A full-time VC & part-time ER doctor shares his thoughts on COVID-19
Norwest Venture Partners’ Dr. Robert Mittendorff works weekends in a San Francisco hospital
An emergency room physician for the past 12 years, Dr. Robert Mittendorff joined Norwest Venture Partners eight years ago as a healthcare investor; the firm invests in a number of healthcare startups, including Talkspace, which raised a $50 million Series D last year, and TigerConnect.
As the COVID-19 pandemic spreads, Mittendorff is spending his weekdays with portfolio companies and weekends working with Kaiser Permanente in San Francisco. While he notes that his medical colleagues are “bearing the brunt” of the pandemic by working full time, we wanted to hear from someone who has a foot in both the investing and the healthcare world right now.
In this interview, he discusses what he’s learned from both roles, how it has influenced his healthcare investments, and offers his predictions regarding which companies will fare the best in the future.
This interview has been edited for length and clarity.
TechCrunch: How did you get to where you are today?
Dr. Robert Mittendorff: So, my journey to being a venture capitalist at Norwest and investing in healthcare companies as well as an emergency physician was really a parallel set of paths that overlapped and that cross every once in a while and now usually on a daily basis.
I started off life as a biomedical engineer really focused on wanting to be on the side of innovation and on the development of technologies to help human health. I knew early on that I wanted to be on the business side [of that], but it was important for me to understand and really be deeply in touch with what it was like to be a provider.

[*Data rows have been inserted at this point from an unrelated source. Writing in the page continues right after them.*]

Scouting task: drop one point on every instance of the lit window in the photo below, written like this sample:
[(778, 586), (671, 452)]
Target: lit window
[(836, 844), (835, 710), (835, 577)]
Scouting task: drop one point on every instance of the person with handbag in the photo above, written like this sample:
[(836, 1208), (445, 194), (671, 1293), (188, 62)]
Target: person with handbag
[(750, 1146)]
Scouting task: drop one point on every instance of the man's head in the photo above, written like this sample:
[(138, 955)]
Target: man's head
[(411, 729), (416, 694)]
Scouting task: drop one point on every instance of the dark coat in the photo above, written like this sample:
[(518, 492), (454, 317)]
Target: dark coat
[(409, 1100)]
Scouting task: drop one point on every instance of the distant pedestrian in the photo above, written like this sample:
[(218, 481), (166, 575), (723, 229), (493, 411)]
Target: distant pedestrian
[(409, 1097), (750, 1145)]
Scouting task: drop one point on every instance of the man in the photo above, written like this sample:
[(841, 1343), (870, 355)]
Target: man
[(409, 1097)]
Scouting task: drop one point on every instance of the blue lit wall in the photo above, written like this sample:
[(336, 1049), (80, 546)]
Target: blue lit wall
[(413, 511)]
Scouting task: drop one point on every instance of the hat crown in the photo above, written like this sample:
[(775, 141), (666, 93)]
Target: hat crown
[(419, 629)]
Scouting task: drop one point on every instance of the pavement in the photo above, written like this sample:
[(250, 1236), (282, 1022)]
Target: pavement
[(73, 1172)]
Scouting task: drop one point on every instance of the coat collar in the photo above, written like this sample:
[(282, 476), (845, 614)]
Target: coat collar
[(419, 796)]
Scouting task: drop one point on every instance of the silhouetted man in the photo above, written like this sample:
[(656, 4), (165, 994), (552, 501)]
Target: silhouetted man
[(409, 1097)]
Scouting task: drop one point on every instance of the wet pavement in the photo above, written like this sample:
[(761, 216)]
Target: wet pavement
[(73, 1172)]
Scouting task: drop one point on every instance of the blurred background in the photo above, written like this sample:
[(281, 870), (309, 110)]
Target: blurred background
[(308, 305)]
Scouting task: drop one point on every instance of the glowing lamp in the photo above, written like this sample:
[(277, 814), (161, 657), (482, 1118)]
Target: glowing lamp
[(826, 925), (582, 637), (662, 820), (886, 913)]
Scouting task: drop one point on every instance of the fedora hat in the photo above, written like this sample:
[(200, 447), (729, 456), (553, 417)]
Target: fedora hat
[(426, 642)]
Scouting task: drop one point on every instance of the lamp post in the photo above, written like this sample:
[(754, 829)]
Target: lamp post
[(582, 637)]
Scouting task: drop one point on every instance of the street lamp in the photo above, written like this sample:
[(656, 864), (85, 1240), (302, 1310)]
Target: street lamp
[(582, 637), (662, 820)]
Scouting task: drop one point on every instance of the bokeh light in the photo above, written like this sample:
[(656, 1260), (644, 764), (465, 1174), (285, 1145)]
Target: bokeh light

The journey started out going to engineering school, medical school, and then business school in the middle of medical school. I trained at Stanford, which really exposed me to county hospitals, which are probably going to be the more challenging situations as the weeks go on here, and then to Kaiser Permanente. And then, of course, Stanford, I was exposed to San Francisco General and then the Santa Clara Valley Hospital. I always practice part-time following up so it’s been 12 years as an attending, practicing part-time as an emergency physician.
In the venture space I saw an opportunity to really help select entrepreneurs and markets to grow them to a higher impact state.